Tafi Brown


Alstead, NH
United States

Artist Statement
While using the sun, using a camera and a darkroom and making my own kodaliths is still my favorite way of making an actual cyanotype print or photogram on cotton, while my kind of photojournalism, and the original way of making cyanotypes remain central to my art, in the 2000s, because of travel to Japan, market changes and the proliferation of workshops in this country, I had many more choices in terms of the cloth that I used for my quilts. I was excited to find more variation in the colors and textures available in commercial cloth as well as what was available using hand dyed cloth that I made and that I purchased from other quilters. The first time I ever tried to do a cyanotype print on a colored piece of fabric happened during this series.

Because of a variety of circumstances beyond my control, my quilt making in this series took place over a wider period of time: two decades. The pieces also became smaller, with more attention to detail. More attention was paid to the use of machine stitching, appliqué, embroidery, the use of ribbon in some cases and different methods of putting a whole piece together. I always like to explore and to try different approaches to, and ways of composing. In one particular piece, “NinePatch”, all the cloth I used was Japanese (except for the cloth on which I printed my cyanotypes). I composed and finished each 6” square as a standalone piece. I then arranged these individual pieces and machine stitched them to canvas using woven cloth specific to this region of Japan as a border.

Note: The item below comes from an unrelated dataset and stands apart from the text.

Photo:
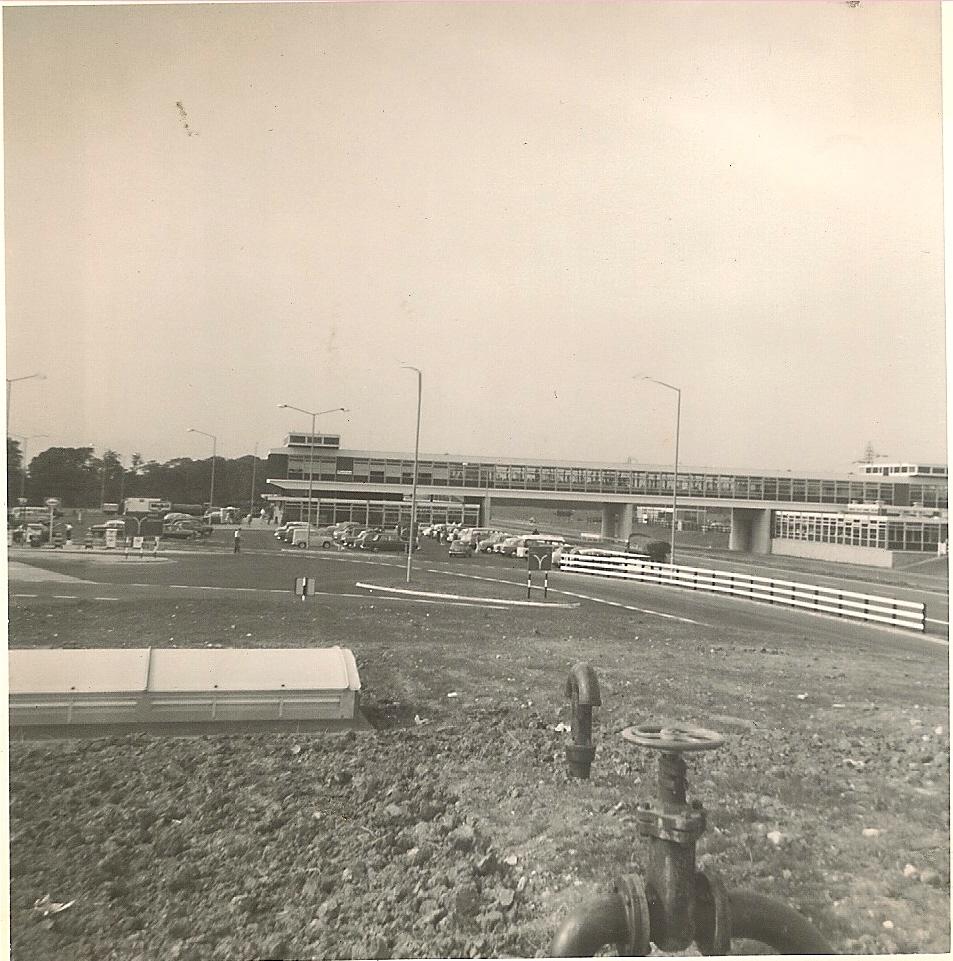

In some ways I made a huge stretch in this series. In other ways I remained true to my love of tradition. For me, the pieces show the colors associated with festivals and commercial shopping spaces, a variety of temples and sites in this area of Japan, the peacefulness of parks and the winter light in those parks, a variety of symbols and non verbal communication, the beauty of architectural details of buildings, various aspects of children’s education.